Dr. Fitzgerald was in the ring, bending over the unmoving form of Victor Sovich.

Rooney crouched on his haunches in the comer, keeping his massive, ugly head down, obviously trying not to pay any attention to the taunts and jeers directed at him by various white fans nearby. “He better not die, nigger. You hear that?” said one man as Guild pushed past to the ring.

The first drops of rain began to fall now, too, the sun disappearing altogether, the plump black rain clouds bringing not only darkness but chill, too. Rooney started rubbing himself. Seeing this, his trainer brought him a robe and threw it over his shoulders.

John T. Stoddard climbed up through the ropes. He was dazed in such a way that his face looked dead, his mouth open, spittle a silver cord down the side of his jaw, his eyes shocked into a flat, unseeing blue.

“What happened here?” the trainer said to the referee as Stoddard wandered around looking lost.

“Rooney just came on strong.

“Bullshit.

“You asked me a question. I’m just telling you what happened.”

“And I say bullshit. There’s no way Rooney could have done this to Sovich.”

“It’s what happened. I’m telling you-it’s what happened. The only thing I can think of is that Victor complained about the water.”

“What water?

“You gave him a bottle to drink from right before the fight.

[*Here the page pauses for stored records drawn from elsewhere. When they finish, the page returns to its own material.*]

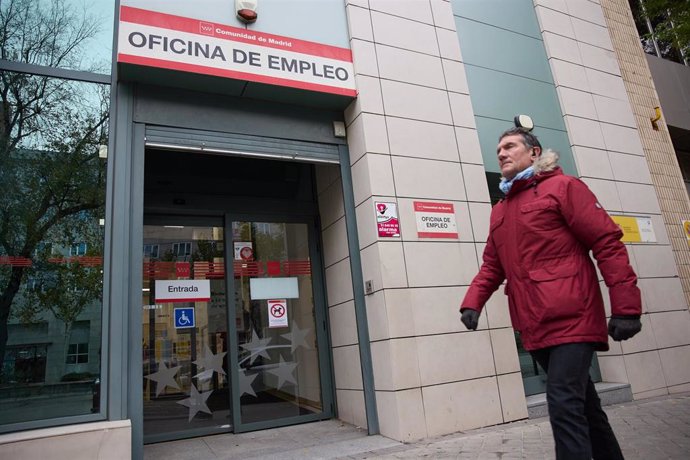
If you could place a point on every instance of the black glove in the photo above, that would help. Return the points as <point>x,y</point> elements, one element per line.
<point>624,327</point>
<point>470,318</point>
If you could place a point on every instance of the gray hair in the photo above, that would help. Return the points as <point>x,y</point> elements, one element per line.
<point>529,139</point>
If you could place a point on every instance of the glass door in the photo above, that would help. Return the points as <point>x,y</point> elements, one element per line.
<point>185,332</point>
<point>279,333</point>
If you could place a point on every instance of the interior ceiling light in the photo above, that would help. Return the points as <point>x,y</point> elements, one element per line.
<point>524,121</point>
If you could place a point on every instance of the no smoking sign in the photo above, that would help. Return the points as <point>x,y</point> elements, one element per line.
<point>277,313</point>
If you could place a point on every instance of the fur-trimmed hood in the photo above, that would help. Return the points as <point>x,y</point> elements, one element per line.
<point>547,161</point>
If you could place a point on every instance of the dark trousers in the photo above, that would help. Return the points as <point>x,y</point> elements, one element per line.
<point>580,427</point>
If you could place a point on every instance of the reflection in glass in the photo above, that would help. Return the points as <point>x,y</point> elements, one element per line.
<point>276,327</point>
<point>69,34</point>
<point>52,197</point>
<point>186,386</point>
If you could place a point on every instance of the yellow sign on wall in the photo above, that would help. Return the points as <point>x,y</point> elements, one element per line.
<point>631,231</point>
<point>686,227</point>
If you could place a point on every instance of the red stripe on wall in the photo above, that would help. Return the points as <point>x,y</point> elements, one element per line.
<point>182,24</point>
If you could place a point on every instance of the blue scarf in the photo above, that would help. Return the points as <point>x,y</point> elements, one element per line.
<point>506,184</point>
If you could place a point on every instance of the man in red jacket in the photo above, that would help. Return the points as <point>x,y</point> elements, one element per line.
<point>540,238</point>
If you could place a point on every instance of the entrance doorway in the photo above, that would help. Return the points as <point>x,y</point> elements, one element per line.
<point>233,317</point>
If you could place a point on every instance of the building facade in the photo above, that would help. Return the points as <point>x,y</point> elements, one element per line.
<point>213,226</point>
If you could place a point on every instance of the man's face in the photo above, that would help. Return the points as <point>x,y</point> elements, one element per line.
<point>514,156</point>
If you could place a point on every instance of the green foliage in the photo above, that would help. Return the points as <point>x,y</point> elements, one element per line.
<point>52,181</point>
<point>671,22</point>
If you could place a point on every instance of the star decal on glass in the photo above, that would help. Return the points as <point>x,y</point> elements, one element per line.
<point>284,372</point>
<point>164,377</point>
<point>196,402</point>
<point>297,337</point>
<point>211,363</point>
<point>257,347</point>
<point>246,382</point>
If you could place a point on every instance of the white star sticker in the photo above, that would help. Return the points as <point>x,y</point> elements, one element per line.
<point>165,377</point>
<point>257,347</point>
<point>246,382</point>
<point>196,402</point>
<point>284,372</point>
<point>297,337</point>
<point>210,362</point>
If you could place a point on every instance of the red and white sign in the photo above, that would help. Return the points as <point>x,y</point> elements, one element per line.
<point>387,221</point>
<point>244,250</point>
<point>166,41</point>
<point>435,220</point>
<point>183,270</point>
<point>183,291</point>
<point>277,313</point>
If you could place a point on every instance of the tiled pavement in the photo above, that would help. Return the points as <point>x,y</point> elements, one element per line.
<point>649,429</point>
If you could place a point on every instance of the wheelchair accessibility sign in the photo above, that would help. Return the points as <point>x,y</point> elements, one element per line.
<point>184,317</point>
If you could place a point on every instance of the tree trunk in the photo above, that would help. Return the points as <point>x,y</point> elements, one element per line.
<point>6,300</point>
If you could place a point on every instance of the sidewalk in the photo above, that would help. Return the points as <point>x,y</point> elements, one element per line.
<point>649,429</point>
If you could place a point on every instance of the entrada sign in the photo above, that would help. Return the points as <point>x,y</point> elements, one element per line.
<point>173,42</point>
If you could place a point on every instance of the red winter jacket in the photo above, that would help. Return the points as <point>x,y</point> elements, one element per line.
<point>540,237</point>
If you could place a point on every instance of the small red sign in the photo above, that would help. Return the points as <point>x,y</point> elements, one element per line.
<point>182,270</point>
<point>246,253</point>
<point>387,221</point>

Maybe you still have the bottle.”

“Back in the dressing room.

“Maybe we better have a look at it.”

Stoddard came over now. The dazed look was still in his eyes. He stared dumbly down at Victor.

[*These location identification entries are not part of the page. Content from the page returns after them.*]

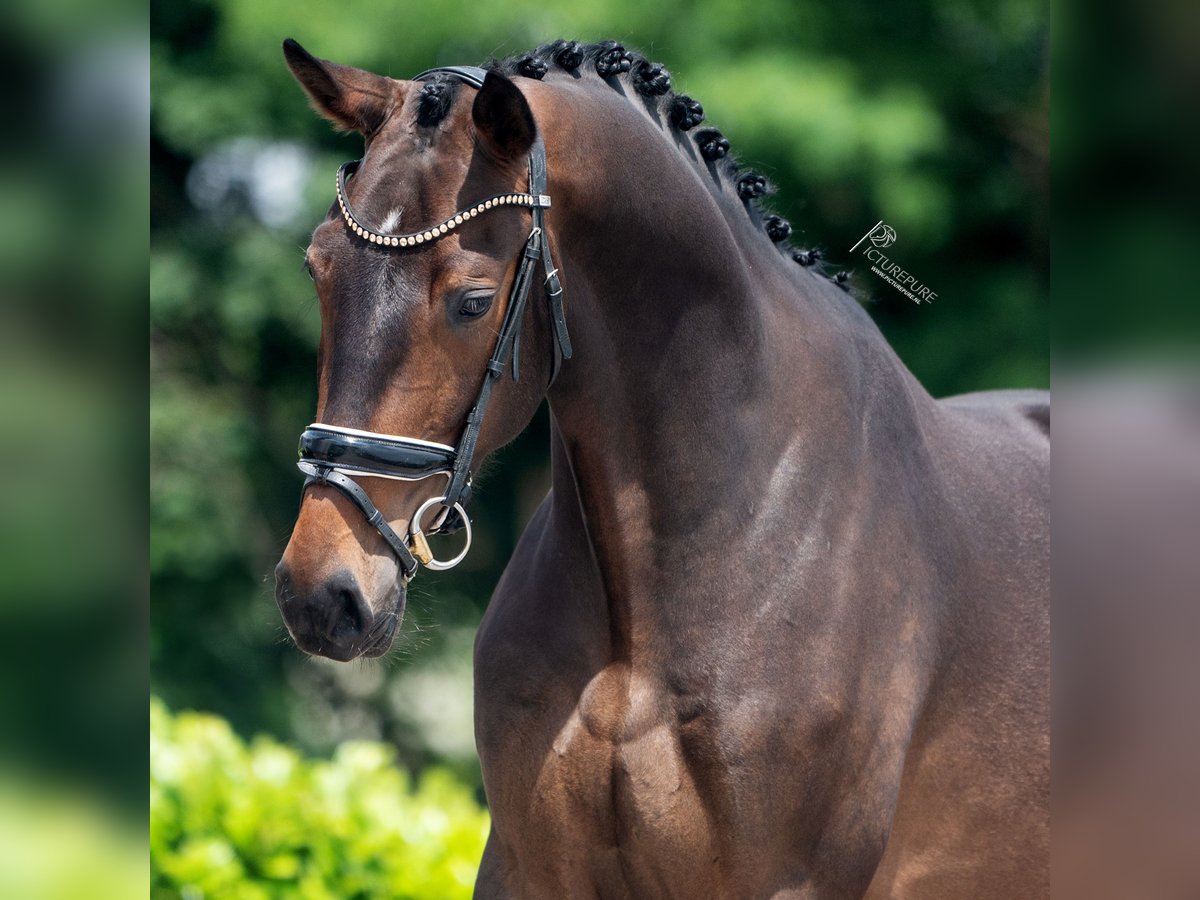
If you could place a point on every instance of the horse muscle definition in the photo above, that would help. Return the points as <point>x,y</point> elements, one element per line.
<point>780,629</point>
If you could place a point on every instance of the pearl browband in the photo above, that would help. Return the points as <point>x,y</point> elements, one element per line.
<point>438,231</point>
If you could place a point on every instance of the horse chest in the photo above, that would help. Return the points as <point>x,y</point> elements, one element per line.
<point>610,789</point>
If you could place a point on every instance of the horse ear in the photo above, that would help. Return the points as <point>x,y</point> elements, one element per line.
<point>349,97</point>
<point>503,119</point>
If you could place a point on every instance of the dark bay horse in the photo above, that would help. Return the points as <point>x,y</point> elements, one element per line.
<point>780,629</point>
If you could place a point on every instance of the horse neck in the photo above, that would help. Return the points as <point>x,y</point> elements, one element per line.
<point>715,382</point>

“He’s dead,” the referee said.

Stoddard said nothing

“Dead, Mr. Stoddard. Dead.”

The rain came harder now, cold and almost painful to the skin. The fans in the bleachers began to scatter. Where before there had been thousands, now there were only scores. Those who remained seemed not to notice the rain. They stood in their places, watching the ring.

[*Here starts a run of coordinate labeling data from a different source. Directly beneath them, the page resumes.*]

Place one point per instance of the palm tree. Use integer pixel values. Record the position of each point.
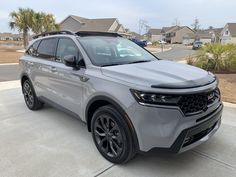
(49, 23)
(38, 20)
(22, 21)
(43, 22)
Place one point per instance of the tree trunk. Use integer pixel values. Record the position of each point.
(25, 38)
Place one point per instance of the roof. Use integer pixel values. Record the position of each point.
(103, 24)
(136, 35)
(11, 35)
(97, 24)
(199, 34)
(154, 31)
(232, 29)
(204, 34)
(80, 19)
(169, 29)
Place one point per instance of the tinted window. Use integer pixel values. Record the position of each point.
(47, 48)
(32, 51)
(66, 47)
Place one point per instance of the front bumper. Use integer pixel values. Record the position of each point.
(168, 130)
(194, 136)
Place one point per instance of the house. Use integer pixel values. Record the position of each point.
(135, 35)
(175, 34)
(154, 35)
(205, 36)
(6, 37)
(10, 37)
(228, 34)
(75, 23)
(215, 34)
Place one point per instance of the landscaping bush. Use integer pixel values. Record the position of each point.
(217, 58)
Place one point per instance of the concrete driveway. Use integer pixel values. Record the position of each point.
(50, 143)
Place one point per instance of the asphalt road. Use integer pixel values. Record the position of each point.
(9, 72)
(49, 143)
(177, 53)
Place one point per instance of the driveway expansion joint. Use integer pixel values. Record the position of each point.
(214, 159)
(105, 170)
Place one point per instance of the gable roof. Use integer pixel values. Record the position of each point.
(102, 24)
(79, 19)
(154, 31)
(232, 29)
(169, 29)
(97, 24)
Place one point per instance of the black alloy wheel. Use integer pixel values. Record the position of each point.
(111, 135)
(30, 97)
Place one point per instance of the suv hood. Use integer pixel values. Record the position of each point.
(160, 74)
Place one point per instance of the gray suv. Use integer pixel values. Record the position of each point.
(131, 100)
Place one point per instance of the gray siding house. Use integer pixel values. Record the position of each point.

Guild stared down at Sovich. He had not liked the man, did not like him still, yet there was an angry dignity to the man’s Slavic face in the repose of death. His eyelids were cut badly and his nose had been broken and two of his front teeth were nothing more than stumps. His legs were covered with blood.

“Let’s get his body back to the dressing room,” Guild said to the trainer.

Guild got Sovich by the feet, the trainer by the shoulders. They eased him over onto a stretcher.

The referee said, “I’ve never had a man die on me before.”

The sky opened up fully. The silver rain came in waves, in walls, in chill, shifting patterns that quickly drenched the parched ground beneath the bleachers and obscured everything in steam.

Somewhere in the middle of the downpour, they could hear an isolated fan shout toward the ring, “Is he dead?”

And the referee shouting back, “Yes, he’s dead.”

There was no sense in hurrying. Guild was already soaked. They carried Victor Sovich back on a stretcher covered by a sheet. The sheet got soaked immediately and clung tightly to Sovich, lending him the aspect of sculpture.